Still, while quarantines are helpful to control disease outbreaks, they clearly aren’t enough. That’s evident by the way that vaccines were used in Leicester to control smallpox, even though some folks say it was all due to quarantines. It wasn’t.
Not surprisingly, there are no benefits to skipping or delaying your child’s vaccines, but there are plenty of risks.
What Are the Risks of Delaying Vaccines?
Of course, the biggest risk of delaying your child’s vaccines is that they will get a disease that they could have been vaccinated and protected against.
“In 1989, the Haemophilus influenzae type b vaccine was relatively new and not yet routine. I was aware of the vaccine’s availability, but, busy mom that I was, I had not yet made the trip to the health department to get the immunization for my two-year-old daughter, Sarah. I will always regret that bit of procrastination and the anguish that it caused.”
It is true that the risk may be very small for a disease like polio, which is close to being eradicated worldwide, but it is not zero.

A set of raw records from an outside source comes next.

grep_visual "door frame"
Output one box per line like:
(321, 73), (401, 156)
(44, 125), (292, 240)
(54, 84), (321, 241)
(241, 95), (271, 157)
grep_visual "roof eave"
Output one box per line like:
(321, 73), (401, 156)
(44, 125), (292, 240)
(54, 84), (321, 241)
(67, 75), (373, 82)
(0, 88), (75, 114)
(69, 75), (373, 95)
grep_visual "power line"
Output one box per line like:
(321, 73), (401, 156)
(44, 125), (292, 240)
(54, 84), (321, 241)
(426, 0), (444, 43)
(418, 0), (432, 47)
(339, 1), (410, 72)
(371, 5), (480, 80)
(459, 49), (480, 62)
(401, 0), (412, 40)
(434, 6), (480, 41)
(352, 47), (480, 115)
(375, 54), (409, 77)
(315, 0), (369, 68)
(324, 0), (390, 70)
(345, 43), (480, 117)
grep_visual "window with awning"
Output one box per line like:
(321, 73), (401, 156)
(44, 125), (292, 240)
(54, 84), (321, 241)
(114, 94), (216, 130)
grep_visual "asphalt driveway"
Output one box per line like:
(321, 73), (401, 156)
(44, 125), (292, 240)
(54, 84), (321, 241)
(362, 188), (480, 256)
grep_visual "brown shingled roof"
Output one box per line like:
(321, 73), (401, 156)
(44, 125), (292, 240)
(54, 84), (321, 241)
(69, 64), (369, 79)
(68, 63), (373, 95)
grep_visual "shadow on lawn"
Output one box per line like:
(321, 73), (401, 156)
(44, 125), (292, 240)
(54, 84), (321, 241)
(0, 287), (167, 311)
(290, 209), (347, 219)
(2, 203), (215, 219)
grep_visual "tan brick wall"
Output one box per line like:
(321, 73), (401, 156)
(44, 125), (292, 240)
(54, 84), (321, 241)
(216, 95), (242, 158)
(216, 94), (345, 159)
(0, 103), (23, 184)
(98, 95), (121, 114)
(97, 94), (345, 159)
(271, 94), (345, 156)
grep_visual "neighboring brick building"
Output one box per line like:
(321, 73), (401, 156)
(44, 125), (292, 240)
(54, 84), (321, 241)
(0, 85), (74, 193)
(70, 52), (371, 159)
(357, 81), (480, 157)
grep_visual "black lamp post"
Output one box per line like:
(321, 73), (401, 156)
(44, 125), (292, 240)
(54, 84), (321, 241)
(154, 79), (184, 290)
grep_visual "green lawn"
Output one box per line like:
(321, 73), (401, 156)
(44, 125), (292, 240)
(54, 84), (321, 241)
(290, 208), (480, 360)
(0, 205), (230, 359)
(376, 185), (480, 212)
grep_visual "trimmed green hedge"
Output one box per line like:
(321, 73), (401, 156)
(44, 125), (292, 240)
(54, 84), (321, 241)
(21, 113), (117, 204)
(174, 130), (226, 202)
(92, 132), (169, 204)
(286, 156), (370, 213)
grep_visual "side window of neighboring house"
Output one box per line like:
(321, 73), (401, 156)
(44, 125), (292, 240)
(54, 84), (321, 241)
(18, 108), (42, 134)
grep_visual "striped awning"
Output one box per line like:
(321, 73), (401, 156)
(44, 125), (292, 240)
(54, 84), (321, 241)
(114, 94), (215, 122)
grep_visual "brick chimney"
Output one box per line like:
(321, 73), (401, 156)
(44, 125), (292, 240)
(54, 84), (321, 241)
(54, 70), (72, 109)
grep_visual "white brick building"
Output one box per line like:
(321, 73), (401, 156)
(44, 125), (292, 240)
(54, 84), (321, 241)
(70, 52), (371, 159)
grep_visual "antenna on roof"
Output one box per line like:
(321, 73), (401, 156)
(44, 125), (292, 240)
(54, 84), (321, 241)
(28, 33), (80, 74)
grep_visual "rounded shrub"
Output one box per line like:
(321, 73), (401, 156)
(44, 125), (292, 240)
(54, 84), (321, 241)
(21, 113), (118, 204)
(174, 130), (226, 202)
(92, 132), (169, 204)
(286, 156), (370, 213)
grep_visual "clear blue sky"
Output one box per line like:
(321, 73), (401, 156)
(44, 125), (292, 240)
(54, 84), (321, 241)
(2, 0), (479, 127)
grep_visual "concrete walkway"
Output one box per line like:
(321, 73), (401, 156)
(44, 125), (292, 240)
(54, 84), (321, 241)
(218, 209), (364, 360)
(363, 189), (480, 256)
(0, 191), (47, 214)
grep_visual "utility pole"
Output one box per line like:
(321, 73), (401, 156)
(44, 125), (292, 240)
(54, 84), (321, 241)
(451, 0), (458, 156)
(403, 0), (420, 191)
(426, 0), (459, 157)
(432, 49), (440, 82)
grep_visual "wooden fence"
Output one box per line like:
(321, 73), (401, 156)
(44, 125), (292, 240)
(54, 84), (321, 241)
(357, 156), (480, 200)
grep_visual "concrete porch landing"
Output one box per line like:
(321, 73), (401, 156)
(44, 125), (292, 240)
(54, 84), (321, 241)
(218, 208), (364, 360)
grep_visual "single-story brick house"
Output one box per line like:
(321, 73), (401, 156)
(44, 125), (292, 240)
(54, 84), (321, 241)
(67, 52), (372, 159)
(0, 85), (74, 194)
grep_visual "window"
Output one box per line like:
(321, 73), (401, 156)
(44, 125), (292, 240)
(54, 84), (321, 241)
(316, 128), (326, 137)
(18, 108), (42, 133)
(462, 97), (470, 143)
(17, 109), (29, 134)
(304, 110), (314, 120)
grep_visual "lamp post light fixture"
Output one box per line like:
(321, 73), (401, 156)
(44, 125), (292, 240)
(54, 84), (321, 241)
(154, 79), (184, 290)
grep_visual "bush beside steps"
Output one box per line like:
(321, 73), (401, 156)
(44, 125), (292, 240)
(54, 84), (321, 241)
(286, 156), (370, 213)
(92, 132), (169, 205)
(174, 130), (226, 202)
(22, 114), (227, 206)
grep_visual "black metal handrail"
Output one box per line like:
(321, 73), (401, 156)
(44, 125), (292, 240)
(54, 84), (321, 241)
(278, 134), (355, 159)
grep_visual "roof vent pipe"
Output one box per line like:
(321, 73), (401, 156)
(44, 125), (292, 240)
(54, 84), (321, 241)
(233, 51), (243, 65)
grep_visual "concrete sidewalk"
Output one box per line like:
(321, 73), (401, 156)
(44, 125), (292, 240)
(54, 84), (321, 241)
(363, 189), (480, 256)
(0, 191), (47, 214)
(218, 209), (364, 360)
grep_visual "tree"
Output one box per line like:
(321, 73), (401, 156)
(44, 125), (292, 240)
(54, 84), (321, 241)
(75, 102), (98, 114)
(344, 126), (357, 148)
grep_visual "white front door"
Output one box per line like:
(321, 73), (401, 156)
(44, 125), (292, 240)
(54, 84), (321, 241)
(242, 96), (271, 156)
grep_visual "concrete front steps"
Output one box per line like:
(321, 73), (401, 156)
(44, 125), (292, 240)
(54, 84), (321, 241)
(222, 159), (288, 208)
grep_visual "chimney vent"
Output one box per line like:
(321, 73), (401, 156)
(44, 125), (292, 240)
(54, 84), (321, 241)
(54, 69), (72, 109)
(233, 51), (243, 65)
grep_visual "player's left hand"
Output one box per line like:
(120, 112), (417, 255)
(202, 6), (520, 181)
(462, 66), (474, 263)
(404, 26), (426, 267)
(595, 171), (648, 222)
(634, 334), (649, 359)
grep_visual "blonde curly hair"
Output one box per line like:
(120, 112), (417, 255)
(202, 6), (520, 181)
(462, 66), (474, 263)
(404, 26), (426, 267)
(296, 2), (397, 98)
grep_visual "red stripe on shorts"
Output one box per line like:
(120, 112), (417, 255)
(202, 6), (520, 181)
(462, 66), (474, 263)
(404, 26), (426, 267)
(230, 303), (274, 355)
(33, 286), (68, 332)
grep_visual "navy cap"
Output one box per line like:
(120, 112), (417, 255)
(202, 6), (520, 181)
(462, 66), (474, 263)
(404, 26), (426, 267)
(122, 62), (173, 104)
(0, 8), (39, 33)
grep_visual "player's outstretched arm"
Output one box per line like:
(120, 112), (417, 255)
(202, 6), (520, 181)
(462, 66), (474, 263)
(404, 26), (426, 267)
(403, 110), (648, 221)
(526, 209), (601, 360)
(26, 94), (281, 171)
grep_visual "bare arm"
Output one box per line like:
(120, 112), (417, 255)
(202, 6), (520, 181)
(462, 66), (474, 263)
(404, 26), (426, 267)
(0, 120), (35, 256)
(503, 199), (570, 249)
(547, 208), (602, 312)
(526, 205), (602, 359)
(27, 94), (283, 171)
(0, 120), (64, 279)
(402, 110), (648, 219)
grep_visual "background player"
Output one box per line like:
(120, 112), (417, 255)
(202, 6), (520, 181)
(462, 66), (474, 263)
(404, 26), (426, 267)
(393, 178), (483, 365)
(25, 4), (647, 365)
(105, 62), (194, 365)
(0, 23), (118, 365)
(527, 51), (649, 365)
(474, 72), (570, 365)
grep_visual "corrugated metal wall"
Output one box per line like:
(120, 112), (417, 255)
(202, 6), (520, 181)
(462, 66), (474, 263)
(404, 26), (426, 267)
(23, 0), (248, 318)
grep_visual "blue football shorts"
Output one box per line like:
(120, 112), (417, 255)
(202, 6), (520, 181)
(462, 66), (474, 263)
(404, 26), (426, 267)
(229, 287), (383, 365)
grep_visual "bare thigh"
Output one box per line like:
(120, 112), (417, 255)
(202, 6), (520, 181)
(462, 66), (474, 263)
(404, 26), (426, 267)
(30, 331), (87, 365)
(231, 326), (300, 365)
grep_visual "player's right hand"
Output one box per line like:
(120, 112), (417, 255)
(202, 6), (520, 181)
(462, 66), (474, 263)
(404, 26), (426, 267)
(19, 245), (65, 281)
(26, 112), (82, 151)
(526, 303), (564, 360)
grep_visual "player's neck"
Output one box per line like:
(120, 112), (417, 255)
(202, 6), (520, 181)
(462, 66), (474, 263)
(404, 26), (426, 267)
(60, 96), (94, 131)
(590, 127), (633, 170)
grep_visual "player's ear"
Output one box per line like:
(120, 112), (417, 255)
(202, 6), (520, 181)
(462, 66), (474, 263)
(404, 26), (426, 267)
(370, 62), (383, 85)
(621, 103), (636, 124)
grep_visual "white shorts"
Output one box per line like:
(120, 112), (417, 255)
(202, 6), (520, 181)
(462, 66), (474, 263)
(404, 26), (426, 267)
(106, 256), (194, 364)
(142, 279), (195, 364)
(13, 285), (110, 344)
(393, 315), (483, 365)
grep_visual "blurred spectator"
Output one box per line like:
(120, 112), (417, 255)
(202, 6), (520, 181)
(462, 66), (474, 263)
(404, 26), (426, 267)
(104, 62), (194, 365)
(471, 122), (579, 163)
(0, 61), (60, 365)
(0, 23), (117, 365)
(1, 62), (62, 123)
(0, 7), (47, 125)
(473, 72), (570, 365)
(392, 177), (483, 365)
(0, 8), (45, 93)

Consider that the last case of polio occurred in 2005, when an unvaccinated 22-year-old U.S. college student became infected with polio vaccine virus while traveling to Costa Rica in a university-sponsored study-abroad program.
So you might not get wild polio unless you visit specific regions of Afghanistan or Pakistan, but you might want to be concerned about vaccine-associated polio if you go to a country that is still giving the oral polio vaccine.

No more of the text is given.